Using painless in watcher

nayun_oh · September 19, 2018, 6:41am

I want to use painless in watcher to add or change data of some fields.
But when I added this code in this watcher,
"transform": {
"script": {
"source": "ctx._source.period = ctx._source.duration/1000",
"lang": "painless"
}
}
I got this error.

"root_cause": [
{
"type": "script_exception",
"reason": "runtime error",
"script_stack": [
"ctx._source.period = ctx._source.duration/1000",
" ^---- HERE"
],
"script": "ctx._source.period = ctx._source.duration/1000",
"lang": "painless"
}
],

Could you give me some advice for this?

spinscale · September 19, 2018, 7:21am

the field ctx._source does not exist within the watch execution context. If you want to know what fields are available you could use a logging action and write out the whole ctx variable via mustache.
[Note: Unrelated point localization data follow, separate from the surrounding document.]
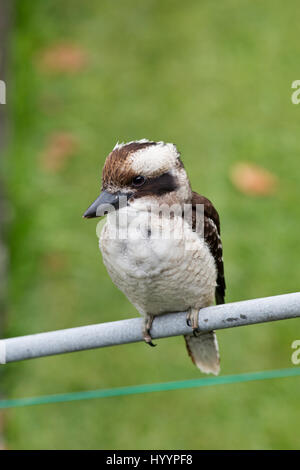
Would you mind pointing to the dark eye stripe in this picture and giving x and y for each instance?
(158, 186)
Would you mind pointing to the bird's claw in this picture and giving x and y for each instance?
(192, 321)
(146, 330)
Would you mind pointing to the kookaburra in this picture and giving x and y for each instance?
(160, 274)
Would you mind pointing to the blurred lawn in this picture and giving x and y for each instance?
(215, 78)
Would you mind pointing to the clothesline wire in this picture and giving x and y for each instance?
(149, 388)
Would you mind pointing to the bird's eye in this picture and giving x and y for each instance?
(138, 181)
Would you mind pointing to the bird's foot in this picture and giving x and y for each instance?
(146, 330)
(192, 320)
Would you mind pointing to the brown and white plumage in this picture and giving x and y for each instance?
(161, 275)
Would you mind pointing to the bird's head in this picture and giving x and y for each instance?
(141, 171)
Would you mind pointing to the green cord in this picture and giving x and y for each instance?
(147, 388)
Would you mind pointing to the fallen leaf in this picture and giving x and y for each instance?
(253, 180)
(63, 58)
(60, 147)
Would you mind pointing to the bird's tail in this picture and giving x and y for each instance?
(204, 352)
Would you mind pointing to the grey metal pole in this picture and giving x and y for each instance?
(101, 335)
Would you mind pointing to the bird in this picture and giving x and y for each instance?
(161, 274)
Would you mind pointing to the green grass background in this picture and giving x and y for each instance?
(215, 78)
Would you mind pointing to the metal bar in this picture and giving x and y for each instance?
(217, 317)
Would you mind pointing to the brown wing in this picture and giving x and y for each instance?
(213, 239)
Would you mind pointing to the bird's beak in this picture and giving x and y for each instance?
(106, 202)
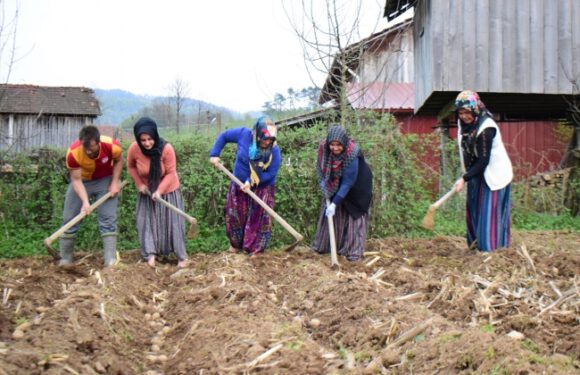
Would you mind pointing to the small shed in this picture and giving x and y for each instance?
(41, 116)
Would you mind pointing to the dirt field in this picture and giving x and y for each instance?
(412, 306)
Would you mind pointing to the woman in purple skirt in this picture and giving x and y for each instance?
(487, 172)
(248, 225)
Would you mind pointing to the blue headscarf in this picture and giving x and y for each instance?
(260, 158)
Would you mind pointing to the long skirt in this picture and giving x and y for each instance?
(487, 215)
(161, 231)
(248, 225)
(350, 233)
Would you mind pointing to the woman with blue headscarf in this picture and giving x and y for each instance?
(248, 225)
(487, 172)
You are most likely looking for ctx.payload which contains the input data.

elastock · September 19, 2018, 8:14am

You have to check your JSON response
Which looks like this for an http input :

Capture
Most of the time , to get the source of the document hits you have to do this :
ctx.payload.hits.hits.0._source.period
This syntax will access to the document in position 0 ;
But you need to set "size": "<1 or superior>" in your query

Whatever you do in this script , it will not change the data of your documents stored in elasticsearch.
You have to index the result with an index action : Index action documentation

nayun_oh · September 19, 2018, 8:52am

Thank you for your good advice.
Here is my code below.
Actually, I want to change value of field using watcher.

{
"trigger": {
"schedule": {
"interval": "1m"
}
},
"input": {
"search": {
"request": {
"search_type": "query_then_fetch",
"indices": [
"aaa"
],
"types": [],
"body": {
"query": {

      }
    }
  }
}

},
"condition": {
"always": {}
},
"actions": {
"index_payload": {
"transform": {
"script": {
"source": "ctx.payload.hits.hits._source.duration = ctx.payload.hits.hits._source.duration / 1000",
"lang": "painless"
}
},
"index": {
"index": "bbb",
"doc_type": "bbb_type"
}
}
}
}

but It is giving me this kind of error below. Thank you in advance!!

"error": {
"root_cause": [
{
"type": "script_exception",
"reason": "runtime error",
"script_stack": [
"ctx.payload.hits.hits._source.duration = ctx.payload.hits.hits._source.duration / 1000",
" ^---- HERE"
],
"script": "ctx.payload.hits.hits._source.duration = ctx.payload.hits.hits._source.duration / 1000",
"lang": "painless"
}
],
"type": "script_exception",
"reason": "runtime error",
"script_stack": [
"ctx.payload.hits.hits._source.duration = ctx.payload.hits.hits._source.duration / 1000",
" ^---- HERE"
],
"script": "ctx.payload.hits.hits._source.duration = ctx.payload.hits.hits._source.duration / 1000",
"lang": "painless",
"caused_by": {
"type": "illegal_argument_exception",
"reason": "Illegal list shortcut value [_source]."
}
}
},
"reason": "Failed to transform payload"
}

elastock · September 19, 2018, 9:10am

I think , it would be easier for you to use scripted field in index pattern=> Scripted field and then do this :

return doc['duration'].value/1000;

nayun_oh · September 19, 2018, 9:55am

Thank you for good advice. But I have no choice but to use watcher. Because I need to do this periodically.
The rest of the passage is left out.